Casino worker gets ‘grand send-off’ into retirement after 55-plus years with company
LAS VEGAS (KVVU/Gray News) - A casino employee who has called Caesars Palace home for more than 55 years has officially retired.
According to Caesars Entertainment, Benny Figgins was hired at the property on April 27, 1967, and held positions in five different departments. He was also the final first-year employee working at the resort.
KVVU reports Figgins began his career with Caesars as a casino porter, assisting with maintaining cleanliness throughout the casino floor. He then became a convention porter and helped set up various events. Later, Figgins worked as a dishwasher at the original Bacchanal restaurant kitchen and a busboy in the Circus Maximus showroom.
Since 1971, Figgins served as a blackjack dealer in the original Palace Casino dome, the company said.
On Wednesday, Caesars Entertainment said Figgins received a “grand send-off fit for a Caesar” to help celebrate his retirement.
According to the company, Caesars Palace team members sent Figgins on his way through the resort’s main entrance after his final shift with “good wishes and cheers.” He left work for the last time with a special limo ride to his home.
Caesars Entertainment said that in honor of Figgins’ retirement, the company gifted him a commemorative plaque and a string of crystals from the chandelier that hung in the original casino dome at Caesars Palace.
As part of a recent renovation of the resort’s main entrance, the company notes that the gaming area where Figgins worked for the past five decades underwent an upgrade that included a new chandelier, columns and carpeting.
In June 2016, Caesars Palace noted that Figgins was one of five year-one employees still working at the property. The group received a 50th anniversary pin in honor of their work.
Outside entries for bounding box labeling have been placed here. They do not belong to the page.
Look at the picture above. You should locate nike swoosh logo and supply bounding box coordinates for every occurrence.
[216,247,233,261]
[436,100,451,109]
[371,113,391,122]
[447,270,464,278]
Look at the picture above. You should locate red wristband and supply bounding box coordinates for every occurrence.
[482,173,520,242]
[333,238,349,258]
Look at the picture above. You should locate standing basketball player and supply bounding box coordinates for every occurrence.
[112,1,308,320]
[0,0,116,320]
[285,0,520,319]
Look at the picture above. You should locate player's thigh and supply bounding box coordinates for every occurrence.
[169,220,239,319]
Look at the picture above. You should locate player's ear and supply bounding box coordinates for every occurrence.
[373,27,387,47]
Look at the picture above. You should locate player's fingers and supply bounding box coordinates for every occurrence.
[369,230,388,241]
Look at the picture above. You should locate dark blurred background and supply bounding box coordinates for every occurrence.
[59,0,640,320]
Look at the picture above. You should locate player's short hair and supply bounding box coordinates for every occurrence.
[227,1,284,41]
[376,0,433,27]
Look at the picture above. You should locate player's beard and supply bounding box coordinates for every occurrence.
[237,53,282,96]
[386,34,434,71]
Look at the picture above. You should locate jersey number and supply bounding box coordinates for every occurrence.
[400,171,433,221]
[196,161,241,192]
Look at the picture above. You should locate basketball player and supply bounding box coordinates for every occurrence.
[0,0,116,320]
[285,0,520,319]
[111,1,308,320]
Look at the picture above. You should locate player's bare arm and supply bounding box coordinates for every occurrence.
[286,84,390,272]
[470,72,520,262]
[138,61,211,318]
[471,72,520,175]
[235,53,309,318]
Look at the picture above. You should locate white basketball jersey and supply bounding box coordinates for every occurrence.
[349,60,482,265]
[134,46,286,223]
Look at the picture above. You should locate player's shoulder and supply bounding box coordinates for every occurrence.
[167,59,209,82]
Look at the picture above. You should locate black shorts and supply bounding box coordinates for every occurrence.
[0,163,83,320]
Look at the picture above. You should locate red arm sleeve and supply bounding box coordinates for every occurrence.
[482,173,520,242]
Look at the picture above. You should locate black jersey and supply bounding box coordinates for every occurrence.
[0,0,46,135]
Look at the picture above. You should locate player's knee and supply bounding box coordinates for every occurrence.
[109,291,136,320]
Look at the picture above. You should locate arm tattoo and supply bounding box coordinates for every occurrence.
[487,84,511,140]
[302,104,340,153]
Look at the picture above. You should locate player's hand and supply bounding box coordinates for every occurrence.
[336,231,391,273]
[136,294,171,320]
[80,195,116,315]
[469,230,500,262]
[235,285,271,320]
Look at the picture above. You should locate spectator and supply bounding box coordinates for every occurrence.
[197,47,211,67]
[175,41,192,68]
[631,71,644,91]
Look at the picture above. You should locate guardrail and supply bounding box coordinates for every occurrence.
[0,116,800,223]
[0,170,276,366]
According to the company, some of Figgins’ most memorable moments included meeting celebrities such as Frank Sinatra, Sammy Davis Jr., Diana Ross, Henry Belafonte and Joe Louis.
Those weren’t his only highlights, as Figgins said he met his wife while working at the property in the early 1970s. The company said Figgins’ wife retired after working at the resort for 38 years as an operator and also a table games dealer. The couple has three daughters.
Figgins said he would miss working at Caesars Palace, which has been his home away from home.